Infrasound arrays in Norway. Image: CTBTO Preparatory Commission/Flickr

Bell explained how the tech deployed by the centre had developed over the years, citing infrasound tech as one example."People have looked at our ability to listen to low frequency sound waves to understand the structure of the atmosphere," said Bell. He explained that measuring the propagation of sound allows the meteorological and climate science community to understand the temperature and density of the atmosphere, and come up with better weather forecasts. This is an example of how CTBTO's data is being used in applications beyond what is was originally intended for.
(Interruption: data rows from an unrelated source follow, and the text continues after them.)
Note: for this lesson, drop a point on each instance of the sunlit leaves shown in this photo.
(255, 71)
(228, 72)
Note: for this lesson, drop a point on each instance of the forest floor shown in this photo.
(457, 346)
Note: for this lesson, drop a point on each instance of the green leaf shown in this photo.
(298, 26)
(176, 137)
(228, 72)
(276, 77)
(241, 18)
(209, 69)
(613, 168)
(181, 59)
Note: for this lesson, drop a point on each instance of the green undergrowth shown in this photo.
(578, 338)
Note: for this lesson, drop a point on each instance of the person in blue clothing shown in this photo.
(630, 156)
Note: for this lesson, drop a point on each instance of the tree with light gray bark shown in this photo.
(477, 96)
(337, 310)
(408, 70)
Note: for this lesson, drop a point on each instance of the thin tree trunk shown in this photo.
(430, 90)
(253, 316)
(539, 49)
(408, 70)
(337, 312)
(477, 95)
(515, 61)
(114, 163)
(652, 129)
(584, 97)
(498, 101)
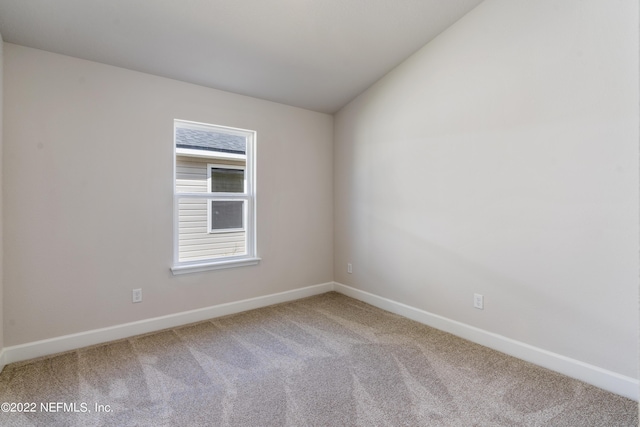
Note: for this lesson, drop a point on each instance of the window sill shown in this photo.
(213, 265)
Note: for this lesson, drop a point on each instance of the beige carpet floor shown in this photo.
(327, 360)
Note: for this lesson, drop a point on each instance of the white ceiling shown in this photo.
(314, 54)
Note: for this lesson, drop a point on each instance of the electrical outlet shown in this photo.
(478, 301)
(136, 295)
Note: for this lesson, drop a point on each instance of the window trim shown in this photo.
(250, 223)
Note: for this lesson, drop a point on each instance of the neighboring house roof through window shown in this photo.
(197, 139)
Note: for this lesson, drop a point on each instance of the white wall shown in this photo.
(1, 210)
(502, 159)
(88, 179)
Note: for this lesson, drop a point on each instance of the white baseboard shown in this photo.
(46, 347)
(607, 380)
(602, 378)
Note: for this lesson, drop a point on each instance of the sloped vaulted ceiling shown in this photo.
(314, 54)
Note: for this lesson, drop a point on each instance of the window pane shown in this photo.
(227, 214)
(195, 240)
(227, 180)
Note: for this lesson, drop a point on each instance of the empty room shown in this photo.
(319, 213)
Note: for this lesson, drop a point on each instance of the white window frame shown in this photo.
(249, 197)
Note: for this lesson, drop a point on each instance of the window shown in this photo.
(226, 215)
(214, 197)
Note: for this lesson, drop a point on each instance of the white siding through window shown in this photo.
(194, 240)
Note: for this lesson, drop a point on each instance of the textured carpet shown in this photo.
(328, 360)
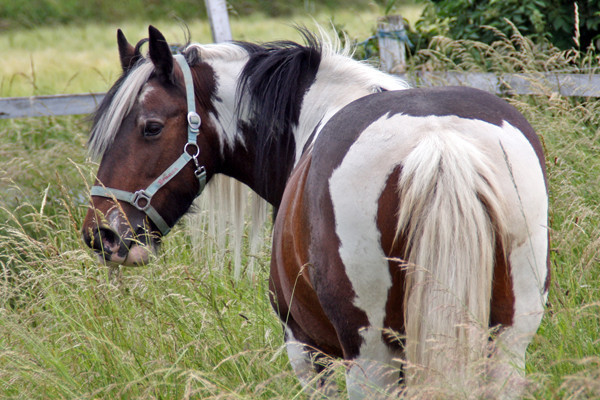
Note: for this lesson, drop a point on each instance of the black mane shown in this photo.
(272, 86)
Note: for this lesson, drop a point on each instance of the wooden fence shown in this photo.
(580, 85)
(392, 47)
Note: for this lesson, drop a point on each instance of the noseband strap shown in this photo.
(141, 199)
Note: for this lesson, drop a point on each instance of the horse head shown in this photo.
(157, 146)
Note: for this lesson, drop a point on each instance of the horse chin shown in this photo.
(138, 255)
As for the "global nose", Bell pointed to CTBTO's plan for stations across the globe that "suck up air all day long through a filter paper" and help scientists work out what radioactive isotopes have been in the air around the station for that day. Back in 2011, the CTBTO system's atmospheric sampling tracked invisible radioactive plumes from the March 2011 Fukushima Daiichi nuclear power plant disaster spreading across the world. This helped officials determine that radioactivity levels were below dangerous levels outside of Japan.

So far, the international monitoring system has been indispensable. "The monitoring network detected all three of the declared North Korean nuclear tests well before the North Koreans officially announced that they had conducted nuclear tests," said Bell. "Our member states used the data to ascertain the nature of the event and made declarations of concern and condemned the test based on data from the system."

The CTBTO does not interpret or analyse the data, but supplies it to researchers, governments and NGOs. "What may be noise to me is probably valuable signal to [scientists]," said Bell. "If they create specialised algorithms to isolate and extract what is signal to them from my data stream, it helps me look deeper into my data to find what is of interest to the nuclear test monitoring community."